Yine Hizbullah açıklamasının hemen ardından Netanyahu’nun jet hızlı “Bedelini ödeyeceksiniz” açıklaması yapması da ABD ve İsrail’in bu savaşı genişletmek istediği tarzında yorumlanabilir. Bu savaşın ya da bu sürecin nereye evrileceğini belirleyecek olanın halkların direniş çizgisindeki ısrarı ve dünya kamuoyunda gerçek dayanışma ile yerini almasıdır. Bilinmelidir ki, ulusal bir mücadele söz konusu olduğunda tüm bu gizli planlar ya da servis edilen haberlere, kimlerin parmağı vardır, gizli eller düğmeye bastı vb. söylemlerine rağmen ezilenler direnişin tam yanıbaşında yerlerini alırlar/almalıdırlar.

Çünkü Filistin taş atan generallerin, sokaklarında gezen siyonizmin askerlerinin gözlerinin içine bakarak direnen çocukların direnişidir. Abluka altında gözaltına alınırken gururla yürüyen Tabibi’nin direnişidir. Yıllar var ki durdurulamayan/bitirilemeyen direniş, bugün yaklaşık bir aydır yine yeniden yaşanıyor. Dünya kamuoyu Hamas-İsrail vb. haberleri ile aldatılmaya, halkın direnişi gölgelenmeye çalışılsa da sokaklarda, barikatlarda, mevzilerde Filistinli kadınlar, erkekler ve çocuklar direniyor.

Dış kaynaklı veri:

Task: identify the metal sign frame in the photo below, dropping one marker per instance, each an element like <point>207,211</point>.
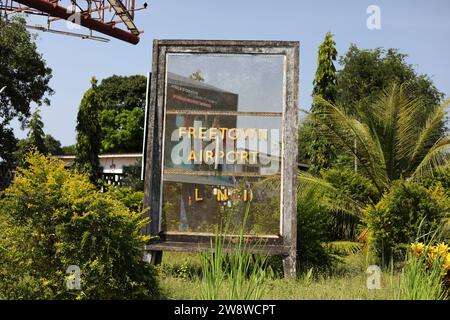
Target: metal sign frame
<point>285,244</point>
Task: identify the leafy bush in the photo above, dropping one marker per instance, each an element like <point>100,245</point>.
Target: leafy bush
<point>312,224</point>
<point>51,218</point>
<point>398,217</point>
<point>343,226</point>
<point>133,200</point>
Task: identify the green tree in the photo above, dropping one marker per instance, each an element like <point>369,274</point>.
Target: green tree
<point>391,144</point>
<point>122,114</point>
<point>36,140</point>
<point>366,73</point>
<point>325,77</point>
<point>26,76</point>
<point>69,150</point>
<point>36,135</point>
<point>89,134</point>
<point>407,211</point>
<point>320,152</point>
<point>52,218</point>
<point>52,145</point>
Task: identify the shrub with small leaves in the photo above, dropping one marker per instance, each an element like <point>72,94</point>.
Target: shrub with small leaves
<point>51,218</point>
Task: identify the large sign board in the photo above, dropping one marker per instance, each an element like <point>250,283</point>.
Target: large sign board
<point>221,143</point>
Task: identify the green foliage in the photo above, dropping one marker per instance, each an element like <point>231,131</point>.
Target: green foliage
<point>389,143</point>
<point>36,140</point>
<point>236,275</point>
<point>88,134</point>
<point>366,73</point>
<point>325,77</point>
<point>122,115</point>
<point>319,150</point>
<point>133,200</point>
<point>26,76</point>
<point>312,225</point>
<point>36,133</point>
<point>51,218</point>
<point>69,150</point>
<point>352,184</point>
<point>52,145</point>
<point>132,178</point>
<point>440,178</point>
<point>421,280</point>
<point>400,214</point>
<point>348,184</point>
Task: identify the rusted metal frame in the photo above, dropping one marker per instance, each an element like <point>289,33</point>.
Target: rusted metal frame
<point>215,174</point>
<point>288,206</point>
<point>289,163</point>
<point>226,113</point>
<point>84,12</point>
<point>87,22</point>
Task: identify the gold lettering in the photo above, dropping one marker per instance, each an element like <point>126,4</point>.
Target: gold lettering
<point>192,156</point>
<point>197,197</point>
<point>222,195</point>
<point>262,134</point>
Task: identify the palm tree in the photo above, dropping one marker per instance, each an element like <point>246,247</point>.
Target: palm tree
<point>396,137</point>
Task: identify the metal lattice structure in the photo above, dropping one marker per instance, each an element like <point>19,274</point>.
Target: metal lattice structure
<point>114,18</point>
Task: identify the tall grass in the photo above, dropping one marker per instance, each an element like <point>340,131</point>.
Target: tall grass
<point>419,281</point>
<point>422,277</point>
<point>230,271</point>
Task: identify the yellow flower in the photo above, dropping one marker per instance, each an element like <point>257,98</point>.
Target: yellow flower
<point>447,262</point>
<point>417,249</point>
<point>442,248</point>
<point>432,253</point>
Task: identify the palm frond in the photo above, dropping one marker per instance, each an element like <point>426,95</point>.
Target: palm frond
<point>433,123</point>
<point>344,130</point>
<point>437,158</point>
<point>309,186</point>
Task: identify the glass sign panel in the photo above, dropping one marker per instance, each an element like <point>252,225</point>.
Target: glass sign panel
<point>222,143</point>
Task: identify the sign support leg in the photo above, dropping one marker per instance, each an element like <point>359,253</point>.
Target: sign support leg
<point>153,257</point>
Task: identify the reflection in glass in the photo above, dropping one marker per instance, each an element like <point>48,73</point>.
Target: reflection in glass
<point>222,143</point>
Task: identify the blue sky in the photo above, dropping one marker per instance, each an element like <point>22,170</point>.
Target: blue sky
<point>419,28</point>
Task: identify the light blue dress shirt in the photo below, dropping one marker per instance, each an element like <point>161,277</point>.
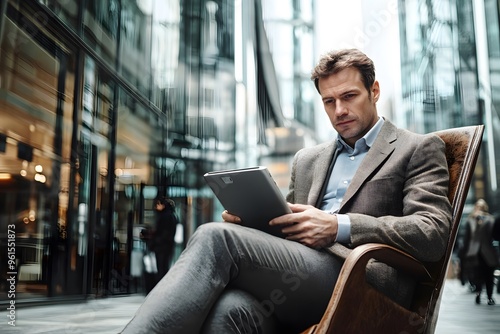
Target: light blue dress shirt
<point>345,166</point>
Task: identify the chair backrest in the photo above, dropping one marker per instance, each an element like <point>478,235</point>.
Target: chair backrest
<point>462,150</point>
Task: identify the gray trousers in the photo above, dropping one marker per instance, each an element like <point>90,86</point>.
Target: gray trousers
<point>232,279</point>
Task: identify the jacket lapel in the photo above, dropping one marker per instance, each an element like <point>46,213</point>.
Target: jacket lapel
<point>320,178</point>
<point>378,153</point>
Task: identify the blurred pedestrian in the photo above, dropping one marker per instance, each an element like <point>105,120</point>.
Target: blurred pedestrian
<point>480,256</point>
<point>162,241</point>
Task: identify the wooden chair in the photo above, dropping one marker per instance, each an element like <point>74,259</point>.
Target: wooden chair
<point>356,307</point>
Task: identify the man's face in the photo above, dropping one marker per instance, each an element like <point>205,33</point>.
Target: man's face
<point>350,107</point>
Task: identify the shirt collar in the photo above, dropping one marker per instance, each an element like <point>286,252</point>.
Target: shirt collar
<point>368,138</point>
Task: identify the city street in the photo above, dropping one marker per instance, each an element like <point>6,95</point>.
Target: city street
<point>459,314</point>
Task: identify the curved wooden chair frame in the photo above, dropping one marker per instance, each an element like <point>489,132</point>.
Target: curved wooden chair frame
<point>356,307</point>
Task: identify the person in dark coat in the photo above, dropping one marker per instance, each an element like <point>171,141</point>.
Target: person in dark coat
<point>162,241</point>
<point>480,253</point>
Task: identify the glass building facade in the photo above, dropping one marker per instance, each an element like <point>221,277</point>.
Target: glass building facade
<point>450,59</point>
<point>104,106</point>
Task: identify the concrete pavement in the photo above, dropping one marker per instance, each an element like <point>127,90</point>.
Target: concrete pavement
<point>458,314</point>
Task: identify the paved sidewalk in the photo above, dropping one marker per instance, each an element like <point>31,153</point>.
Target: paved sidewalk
<point>98,316</point>
<point>459,314</point>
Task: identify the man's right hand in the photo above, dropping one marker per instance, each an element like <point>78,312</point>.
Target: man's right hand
<point>230,218</point>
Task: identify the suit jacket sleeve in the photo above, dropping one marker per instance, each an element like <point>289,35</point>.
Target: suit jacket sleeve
<point>397,197</point>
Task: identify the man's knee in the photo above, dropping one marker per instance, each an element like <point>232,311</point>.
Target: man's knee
<point>239,312</point>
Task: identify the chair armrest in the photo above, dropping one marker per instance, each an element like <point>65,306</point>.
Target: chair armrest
<point>354,301</point>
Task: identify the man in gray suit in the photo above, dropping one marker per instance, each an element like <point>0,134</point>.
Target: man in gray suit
<point>373,183</point>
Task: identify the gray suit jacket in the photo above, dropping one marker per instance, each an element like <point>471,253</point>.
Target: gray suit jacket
<point>397,197</point>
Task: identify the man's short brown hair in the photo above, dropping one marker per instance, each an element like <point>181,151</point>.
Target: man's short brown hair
<point>338,60</point>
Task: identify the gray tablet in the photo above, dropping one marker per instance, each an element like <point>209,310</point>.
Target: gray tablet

Yine bu gerçeği gören dünya halkları da Filistin’le dayanışmak için sokaklarda “Özgür Filistin-Gazze” sloganlarını haykırıyor. Filistin’de direniş kazanacak şiarının, aslında direnişin kendisinin bile kazanmak olduğunu bilen bizler açısından tıpkı Artsakh, Rojava, Kobanê, Serê Kaniyê, Afrin’ gibi bir mihenk taşıdır Filistin.

Emperyalizm kâğıttan kaplandır ve halkların devrimci fırtınası ile yıkılacaktır” sözünü buraya bırakalım.